STATE: Uttar Pradesh

MISSION STATEMENT: I am new to politics and I would rather wait to see the results



The name is Tandon, Annu Tandon, and she is quite the toast of Unnao, India’s largest Lok Sabha constituency after delimitation. Ms. Tandon, who is fighting the election from here as a Congress candidate, is an unlikely and unusual politician.

Yet from shopkeepers to rickshawalas to little slumkids, everyone is brimming with news about her. When the Congress was holding seat-sharing talks with the Samajwadi Party, Ms. Tandon’s name cropped up repeatedly. Party strategists willing to show flexibility on other seats were adamant that it would have to be her contesting the Unnao seat.

The SP was flabbergasted by the demand which seemed patently unreasonable. The Congress had finished fourth from Unnao in the 2004 Lok Sabha election. Ms. Tandon was a novice who had not contested even a municipal election. Nor did she belong to a political family which could have redeemed her in the eyes of Mulayam Singh and Amar Singh.

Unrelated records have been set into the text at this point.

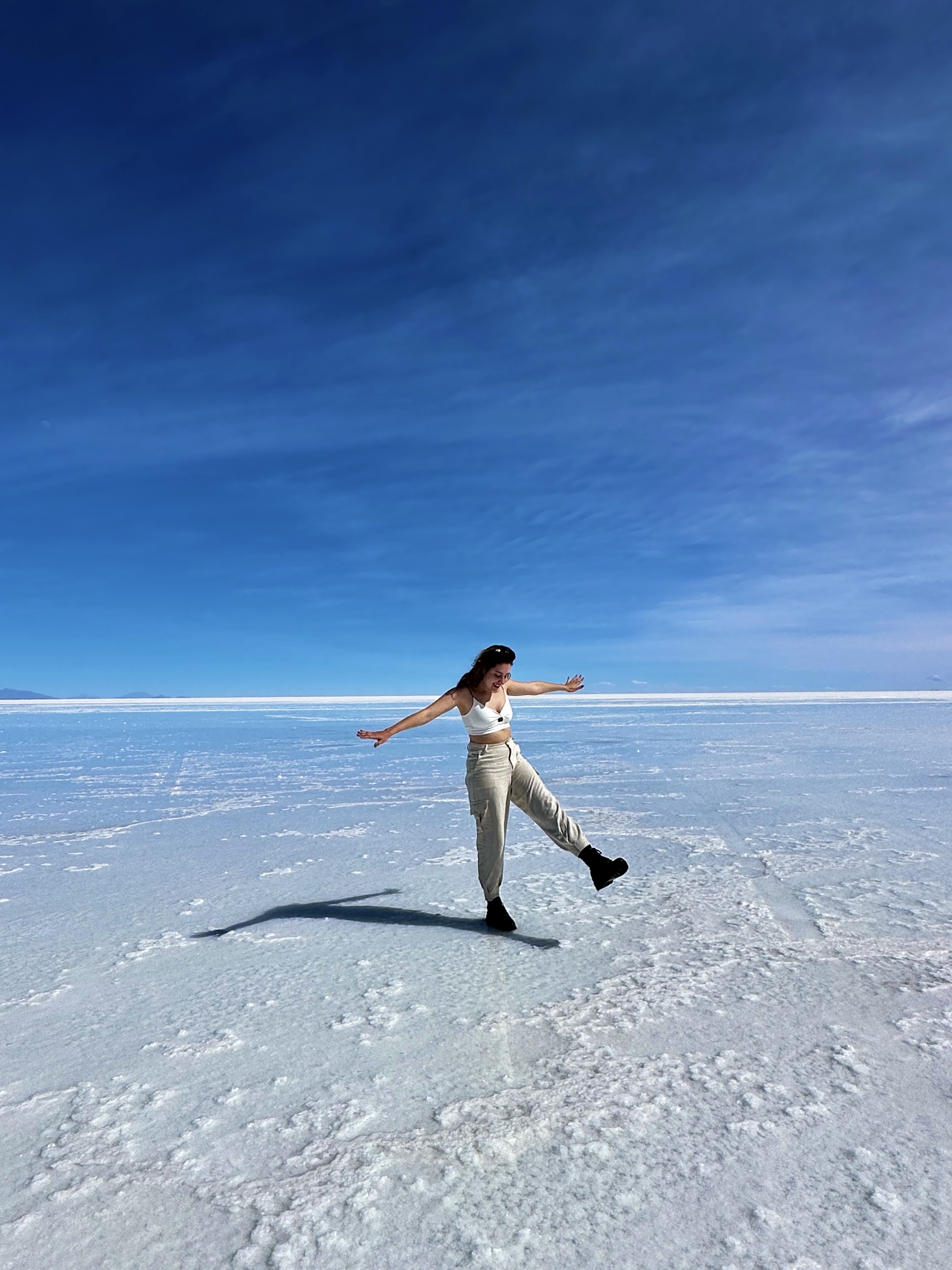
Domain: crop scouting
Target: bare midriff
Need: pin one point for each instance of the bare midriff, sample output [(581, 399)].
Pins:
[(493, 738)]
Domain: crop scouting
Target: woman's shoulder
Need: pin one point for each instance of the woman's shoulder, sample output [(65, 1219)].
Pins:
[(462, 699)]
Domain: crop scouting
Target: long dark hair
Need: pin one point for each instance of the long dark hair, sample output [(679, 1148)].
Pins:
[(497, 654)]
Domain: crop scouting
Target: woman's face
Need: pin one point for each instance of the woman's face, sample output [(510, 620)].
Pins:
[(494, 680)]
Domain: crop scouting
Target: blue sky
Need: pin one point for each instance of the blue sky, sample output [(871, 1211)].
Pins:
[(339, 341)]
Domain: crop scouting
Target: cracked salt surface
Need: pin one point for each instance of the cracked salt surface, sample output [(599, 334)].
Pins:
[(740, 1055)]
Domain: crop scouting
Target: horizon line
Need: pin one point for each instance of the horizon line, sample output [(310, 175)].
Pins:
[(723, 696)]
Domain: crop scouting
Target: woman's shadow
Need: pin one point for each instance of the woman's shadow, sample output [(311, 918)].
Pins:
[(381, 915)]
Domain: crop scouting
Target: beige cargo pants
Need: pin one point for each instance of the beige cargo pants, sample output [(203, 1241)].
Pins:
[(495, 777)]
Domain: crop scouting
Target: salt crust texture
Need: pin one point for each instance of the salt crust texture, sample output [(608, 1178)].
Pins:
[(736, 1058)]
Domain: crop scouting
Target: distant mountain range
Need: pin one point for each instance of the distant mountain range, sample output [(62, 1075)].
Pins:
[(26, 695)]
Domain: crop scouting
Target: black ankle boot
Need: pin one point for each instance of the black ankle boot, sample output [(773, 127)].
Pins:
[(497, 916), (602, 869)]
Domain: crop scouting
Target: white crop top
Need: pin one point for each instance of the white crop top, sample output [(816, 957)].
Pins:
[(480, 722)]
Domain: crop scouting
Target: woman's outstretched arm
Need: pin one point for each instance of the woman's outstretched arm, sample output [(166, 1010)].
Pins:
[(415, 720), (536, 687)]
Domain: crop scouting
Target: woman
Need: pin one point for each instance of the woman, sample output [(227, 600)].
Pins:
[(498, 775)]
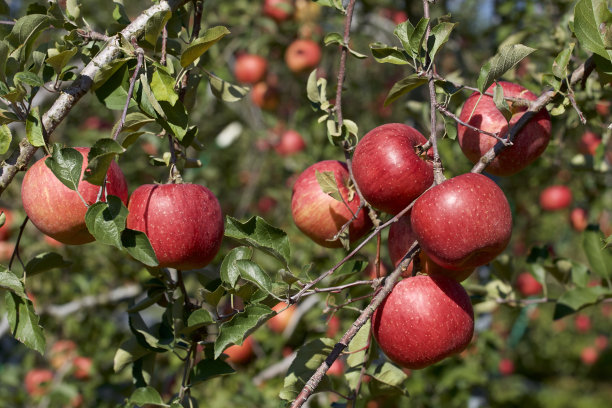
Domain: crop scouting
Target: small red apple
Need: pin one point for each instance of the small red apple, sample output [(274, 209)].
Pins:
[(58, 211), (480, 111), (555, 198), (463, 222), (302, 55), (290, 142), (183, 222), (250, 68), (279, 322), (424, 320), (387, 168), (527, 285), (320, 216)]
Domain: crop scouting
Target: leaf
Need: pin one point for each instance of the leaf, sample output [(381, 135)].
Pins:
[(240, 326), (99, 158), (506, 58), (600, 259), (309, 357), (147, 395), (258, 233), (230, 273), (44, 262), (226, 91), (34, 128), (138, 246), (589, 17), (106, 221), (5, 138), (202, 44), (23, 322), (404, 86), (66, 164)]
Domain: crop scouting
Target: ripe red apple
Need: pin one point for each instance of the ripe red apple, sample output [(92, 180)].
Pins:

Ms. Tandon had an important corporate connection, though. Her husband was a top executive of one half of the now divided Reliance group. But given that the SP leadership’s sympathies lay with the other half of the group, Ms. Tandon’s choice only increased the party’s agitation. Finally the SP and the Congress called off the talks, with the former blaming the fiasco on Ms. Tandon. That Ms. Tandon’s affidavit before the Election Commission showed wealth running into several crores of rupees inevitably added to the gossip.

The controversy has followed Ms. Tandon to Unnao, but, strangely, instead of denting her image, it has brought her sympathy and support. The reason for this is Ms. Tandon’s impeccable record as a philanthropist-social activist. Backed by a family-run trust, she has worked extensively in Unnao, offering both financial and emotional support to a people living in debilitating poverty. Her trust has adopted villages, and one of its projects, Yashoda Vatika, acts as a foster parent, helping children of illiterate mothers with their homework.

At Korari Mod, where Ms. Tandon’s convoy of station wagons is being awaited with some eagerness, people speak of being able to count on her — in times of distress as during a celebration. “Poor mothers with daughters to marry know Annuji will take care of the trousseau,” says Nanku Korari, a Pasi-Dalit who until 2007 was a Bahujan Samaj Party supporter. Others gathered there relate similar accounts, and say the choice in Unnao is between “vikas and jati (development and caste). Naturally they are on the side of vikas.

She makes a simple point at her meetings: as an MP she can do a whole lot more than she has done so far. As we talk, the subject of her amazing popularity comes up. I ask her about the development buzz. She is matter of fact: “I do small things for the people here but they are so poor they call it vikas.” Is she confident of victory? “Frankly I am new to politics and I would rather wait to see the results.”